Paul G. Aucoin, Port of South Louisiana Executive Director, last week highlighted importance of the Mississippi River dredging works, the Port announced in its latest press release.
He said that dredging operations at the mouth of the Mississippi River are “the most important infrastructure project in America.”
“Dredging the Mississippi has become an ever-greater priority because the newly expanded locks on the Panama Canal now support the movement of the larger neo-Panamax ships. The use of these ships is growing, because larger vessels reduce transportation costs,” he said.
“If these new supercargo ships abandon the Port of South Louisiana, there is no guarantee they will return. American farmers would be cut off from the global marketplace; this would send economic shockwaves through rural economies. Consider that 60 percent of all grain exported from the United States is shipped via the Mississippi River Ship Channel. Indeed, the Mississippi River Basin produces 92 percent of the nation’s agricultural exports and 78 percent of the world’s exports of feed grains and soybeans.
“Currently, the goal is to get the U.S. Army Corps of Engineers to dredge the Mississippi River Ship Channel to 50 feet. This would allow passage of cargo ships with a draft of up to 50 feet, as opposed to 45 feet, which is the maximum draft today.

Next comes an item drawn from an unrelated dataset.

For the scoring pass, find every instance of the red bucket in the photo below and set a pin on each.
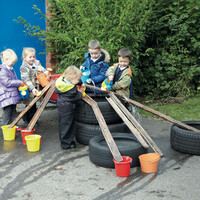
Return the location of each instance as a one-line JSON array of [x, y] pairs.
[[24, 133], [123, 168]]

The draft of a ship’s hull is the vertical distance between the waterline and the bottom of the hull (keel) and determines the minimum depth of water a ship can safely navigate.”
Aucoin and the Port leadership believe it is essential to educate policymakers across the United States about the importance of the Port of South Louisiana to the economic well-being of the nation and the need for Congress to allocate more federal resources to the U.S. Army Corps of Engineers to perform the dredging.